TARTT DE MISTÉRIO
Novembro 14, 2013
J.J. Faria Santos
"The Goldfinch" de Carel Fabritius
(Courtesy of www.bertc.com)
Algures lá para o fim da página 59 de A História Secreta ( Publicações Dom Quixote, tradução de Pedro Serras Pereira), a autora põe na boca do professor Julian Morrow (docente controverso, ora visto como um “grande intelectual dos anos quarenta, amigo de Ezra Pound e T. S. Eliot”, ora encarado como uma “fraude”) a seguinte asserção: “A beleza raramente é doce ou consolatória. Muito pelo contrário. A beleza genuína é sempre bastante alarmante”. Este é um pronunciamento que se aplica com propriedade à própria Donna Tartt. Embora particularmente ciente da sua privacidade, Tartt não corresponde ao estereótipo do escritor recluso (estilo Salinger ou Pynchon), o que é visível na franqueza, numa certa altivez, na quase paradoxal descontracção com que nos interpela. Num ecrã ou nas páginas de uma revista, nas fotografias, olha-nos e o seu olhar é simultaneamente perfurante e impenetrável. Como se fosse ela que nos olhasse, e nós testemunhas e destinatários involuntários da sua presença inquiridora. Annie Leibovitz fotografou-a para a Vanity Fair numa livraria em Nova Iorque, rodeada de livros por todos os lados, como se fosse uma ilha. No texto que acompanha a fotografia, David Gilbert relembra o estatuto de culto de A História Secreta, explicando que “se Brett Easton Ellis era o nosso Truman Capote, então Donna Tartt era a nossa Harper Lee”.Por seu lado, Peter Hapak escolheu retratá-la para a Time de perfil, dos ombros para cima e sobre um fundo branco. Não há sombra de sorriso, apenas a integridade de um rosto que se oferece sabendo-se imune aos vampiros mais diligentes da intimidade. Tim Adams elencou no The Guardian online alguns dos pormenores da sua vida privada que foram alimentando a lenda: o consumo empenhado de álcool, a capacidade de recitar de memória poesia e contos inteiros, o facto de escrever durante a noite, toda a noite, e de não ter possuído, durante muito tempo, um televisor, o catolicismo e o aparente compromisso com o celibato. Podemos ter o conhecimento (o conhecimento destes detalhes), mas saberemos a verdade?

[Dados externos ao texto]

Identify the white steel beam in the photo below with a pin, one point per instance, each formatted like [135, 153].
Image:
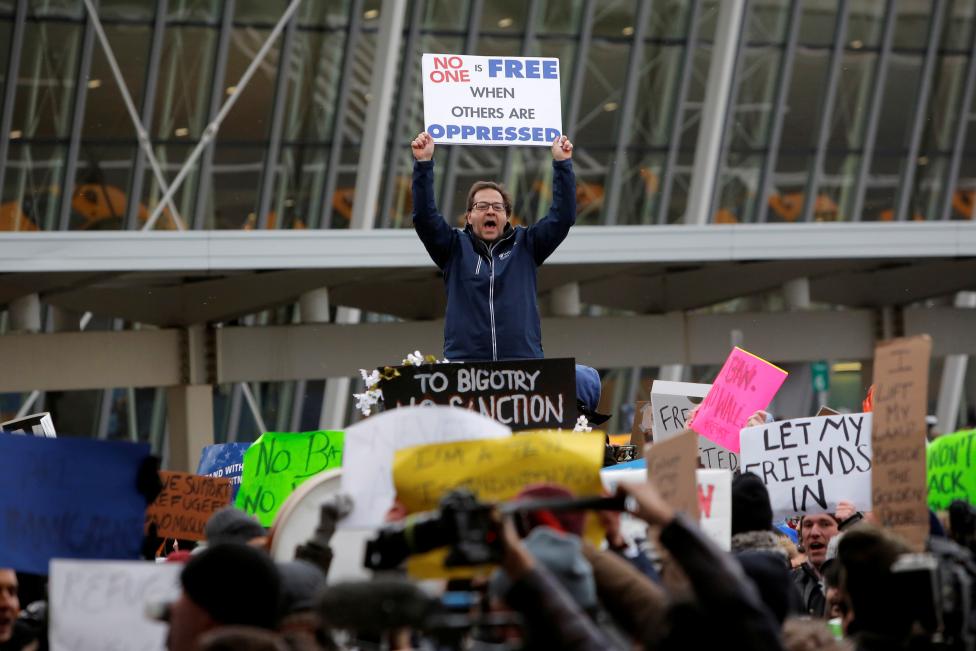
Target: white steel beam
[389, 248]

Donna Louise Tartt nasceu em 23 de Dezembro de 1963, em Greenwood, Mississípi, e publicou o seu primeiro romance em 1992. The Secret History (A História Secreta), uma narrativa escrita com erudição e leveza, expõe, na definição de Hannah Rosefield para a revista Prospect, “o lento deslizar para o arrependimento e para a recriminação” de um grupo de jovens adultos que se julgavam invulneráveis. Seguiu-se-lhe, dez anos depois, The Little Friend (O Pequeno Amigo, também editado em Portugal pela Dom Quixote), relato da odisseia determinada de uma menina de doze anos procurando vingar o assassinato do irmão. Em 2013, aos 49 anos, Tartt publicou o terceiro tomo da sua obra: The Goldfinch. O livro começa com um atentado terrorista num museu, em Nova Iorque, e centra-se num dos sobreviventes: Theo, um rapaz de treze anos, que pouco tempo antes do ataque admirava, juntamente com a mãe que sucumbiu ao espoletar da bomba, um quadro de Carel Fabritius, justamente intitulado The Goldfinch. Onde Lev Grossman, na Time, começa por ver uma história de crescimento e de educação para a beleza, David Gilbert, na Vanity Fair, vê no mais recente livro de Tartt a prova de que ela compreende a necessidade humana de “retirar algum significado, alguma ideia de beleza, da brutal inevitabilidade da morte”.
Rosanna Greenstreet recolheu para o The Guardian as respostas da romancista a uma espécie de Questionário de Proust. A coisa mais valiosa que adquiriu (sem contar com bens imobiliários) é um “Land Rover que é incapaz de conduzir”, e assume-se como um fraca dona de casa. O traço de carácter que mais lhe desagrada nas outras pessoas é a crueldade, e o seu maior receio é de enlouquecer. Um dos seus livros favoritos é Lolita , e num filme biográfico acerca da vida dela via como protagonista “Charlotte Gainsbourg se fosse um drama; Parker Posey se fosse uma comédia”. O toque do telefone deixa-a infeliz. E como é que se descontrai? Elementar. “Na cama, com um livro”.